The Israeli military blockade of Gaza continues to starve the territory of desperately needed supplies, including building materials that could help rebuild some of the neighborhoods that were reduced to rubble by the Israeli military. Israel has put severe restrictions on cement and other building materials, which are considered “dual-use” items that could be used to create weapons, leading to few houses being repaired in the strip. 

“Living conditions keep on deteriorating,” says Grillon. “In our post-operative clinic in Gaza, the majority of our patients were treated for burns from explosions caused by the use of unsafe home heating products or in household cooking accidents in homes damaged during the war. Sixty percent of them were children.”

As a consequence of the blockade, people are still living in terribly unsafe conditions and almost entirely dependent on outside aid. Unemployment is at a record high—more than 40 percent overall and more than 60 percent among the young—and 80 percent of the population is at least partially dependent on humanitarian aid.

While the devastation of the war in Gaza and the ongoing blockade of the strip have garnered the most international attention, the occupation of the West Bank also has widespread public health consequences. The Palestinian population in the West Bank is subjected to indignities, threats, and humiliations on a daily basis. Today, due to settlements, byways, checkpoints, and military deployments, Palestinians can only inhabit less than 40 percent of the West Bank. MSF mental health programs are filled with patients suffering from psychological disorders as a result of being subjected to endless harassment, frequent (and unpunished) settler violence against individuals and property, night raids, administrative detention, or other acts. 

“The stories our teams tell us are such that merely stating the facts should be enough to denounce them,” says Grillon. “On a daily basis we see patients, a third of whom are younger than 13, in a constant state of anxiety and terror because of night-time incursions by Israeli soldiers and settler attacks. We’ve been treating the same families presenting the same symptoms for the past 10 years. Nothing has changed.”

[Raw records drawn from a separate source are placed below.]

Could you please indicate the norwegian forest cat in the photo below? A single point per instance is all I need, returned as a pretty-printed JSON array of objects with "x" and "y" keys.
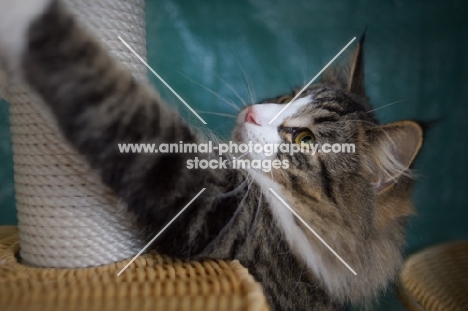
[{"x": 357, "y": 202}]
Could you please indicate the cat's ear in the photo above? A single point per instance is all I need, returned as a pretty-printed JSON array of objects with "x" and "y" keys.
[
  {"x": 349, "y": 76},
  {"x": 394, "y": 147}
]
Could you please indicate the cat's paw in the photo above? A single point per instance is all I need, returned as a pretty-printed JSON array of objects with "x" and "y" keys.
[{"x": 15, "y": 18}]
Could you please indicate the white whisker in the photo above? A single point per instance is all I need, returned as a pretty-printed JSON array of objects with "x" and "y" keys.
[
  {"x": 227, "y": 115},
  {"x": 378, "y": 108}
]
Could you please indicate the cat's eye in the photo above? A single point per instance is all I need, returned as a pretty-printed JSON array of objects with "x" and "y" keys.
[{"x": 304, "y": 137}]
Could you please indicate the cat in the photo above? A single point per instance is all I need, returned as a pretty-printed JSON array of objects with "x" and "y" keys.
[{"x": 359, "y": 203}]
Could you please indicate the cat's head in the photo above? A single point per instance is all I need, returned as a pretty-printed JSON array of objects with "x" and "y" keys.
[{"x": 358, "y": 202}]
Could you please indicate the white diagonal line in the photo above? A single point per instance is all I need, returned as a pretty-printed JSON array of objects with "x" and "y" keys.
[
  {"x": 313, "y": 79},
  {"x": 162, "y": 80},
  {"x": 312, "y": 230},
  {"x": 160, "y": 232}
]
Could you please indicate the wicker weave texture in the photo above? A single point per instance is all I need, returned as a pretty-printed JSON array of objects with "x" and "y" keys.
[
  {"x": 436, "y": 278},
  {"x": 152, "y": 282}
]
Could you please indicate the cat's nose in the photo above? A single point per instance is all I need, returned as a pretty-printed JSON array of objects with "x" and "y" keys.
[{"x": 250, "y": 117}]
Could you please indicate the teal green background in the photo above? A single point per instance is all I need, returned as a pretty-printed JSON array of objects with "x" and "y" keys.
[{"x": 215, "y": 53}]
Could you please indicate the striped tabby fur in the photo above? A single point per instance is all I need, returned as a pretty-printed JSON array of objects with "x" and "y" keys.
[{"x": 358, "y": 203}]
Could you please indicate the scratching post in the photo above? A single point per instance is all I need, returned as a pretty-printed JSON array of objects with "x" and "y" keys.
[{"x": 67, "y": 218}]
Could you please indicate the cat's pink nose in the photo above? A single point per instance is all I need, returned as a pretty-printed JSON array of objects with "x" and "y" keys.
[{"x": 250, "y": 117}]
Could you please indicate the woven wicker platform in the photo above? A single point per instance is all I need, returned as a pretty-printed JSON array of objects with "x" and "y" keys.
[
  {"x": 152, "y": 282},
  {"x": 436, "y": 278}
]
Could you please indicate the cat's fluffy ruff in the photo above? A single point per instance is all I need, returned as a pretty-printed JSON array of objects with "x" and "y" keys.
[{"x": 343, "y": 197}]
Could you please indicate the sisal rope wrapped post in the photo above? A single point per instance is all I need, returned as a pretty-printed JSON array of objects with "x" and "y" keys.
[{"x": 67, "y": 218}]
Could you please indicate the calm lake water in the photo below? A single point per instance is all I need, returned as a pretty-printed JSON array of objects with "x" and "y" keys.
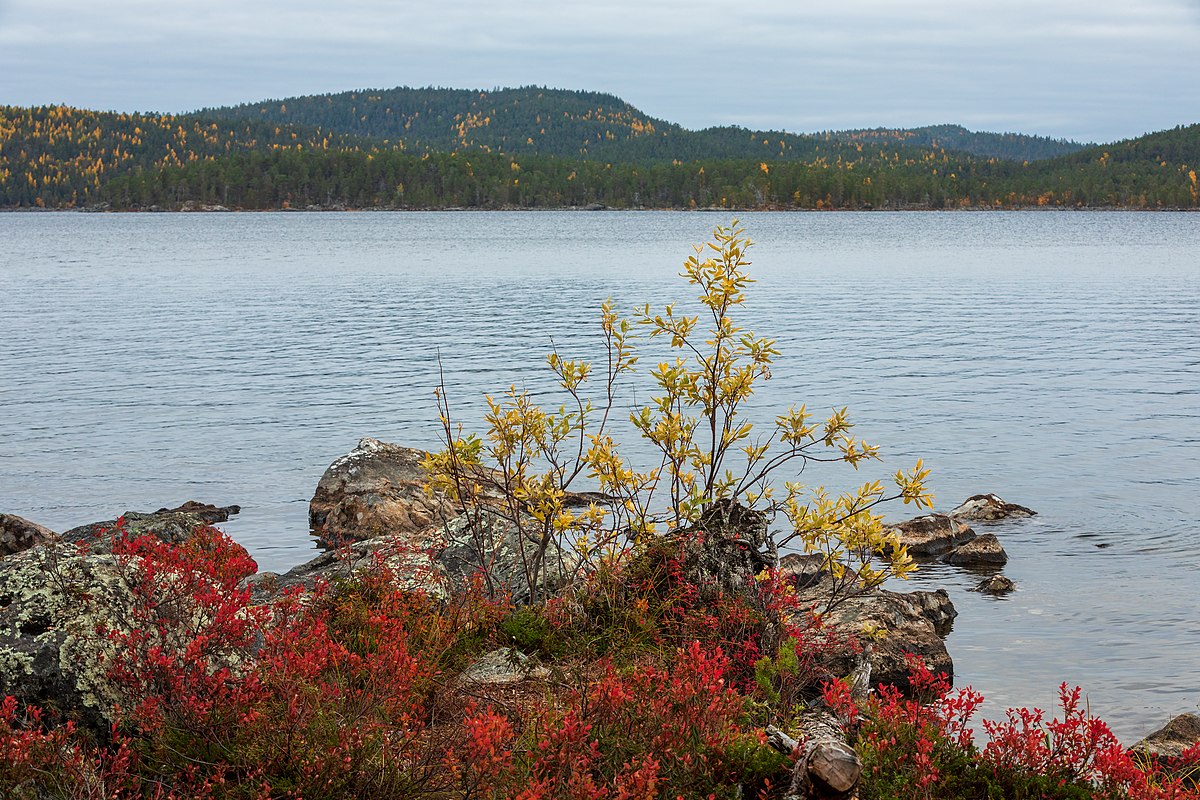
[{"x": 1050, "y": 358}]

As a direct result of the perpetuation of the occupation and the complete failure of any political process, Palestinians in both Gaza and the West Bank are trapped in a never-ending cycle of violence that must be addressed frankly and urgently.

Within Israel, blaring air raid sirens and building codes that require homes to have bomb shelters speak to the very real concerns Israelis have about potentially deadly rocket fire coming from Gaza and the ongoing threat of tunnel-enabled attacks in border areas. But these and other security fears cannot justify the devastating medical and psychological consequences of barriers, checkpoints, bombing campaigns, blockades, and incursions. The measures and policies Israel carries out in the name of security must be judged and reconsidered in terms of the humanitarian fallout and the starkly disproportionate outcomes.

The Palestinian leadership in the West Bank and Gaza must of course do likewise, and understand the consequences of their tactics and rhetoric for Israelis and other Palestinians alike. But as the occupier, as the far stronger and bigger power, the onus falls on Israel. And the governments and international institutions explicitly or tacitly supporting these policies and the broader normalization of the occupation must do the same, given the undeniable devastation it has wrought.

MSF has been working in Gaza since 1989, providing medical care according to people’s needs, addressing specific medical needs that cannot be met by Gaza’s health service, and responding to the direct or indirect consequences of violence. Medical activities have included surgery, post-operative care, dressing care, psychological care, occupational therapy and physiotherapy, including specialized physiotherapy for the hand.

In the West Bank, MSF has been running mental health programs in East Jerusalem since 2011 and in Jenin, Hebron, Nablus, and Qalqilya governorates since 2000.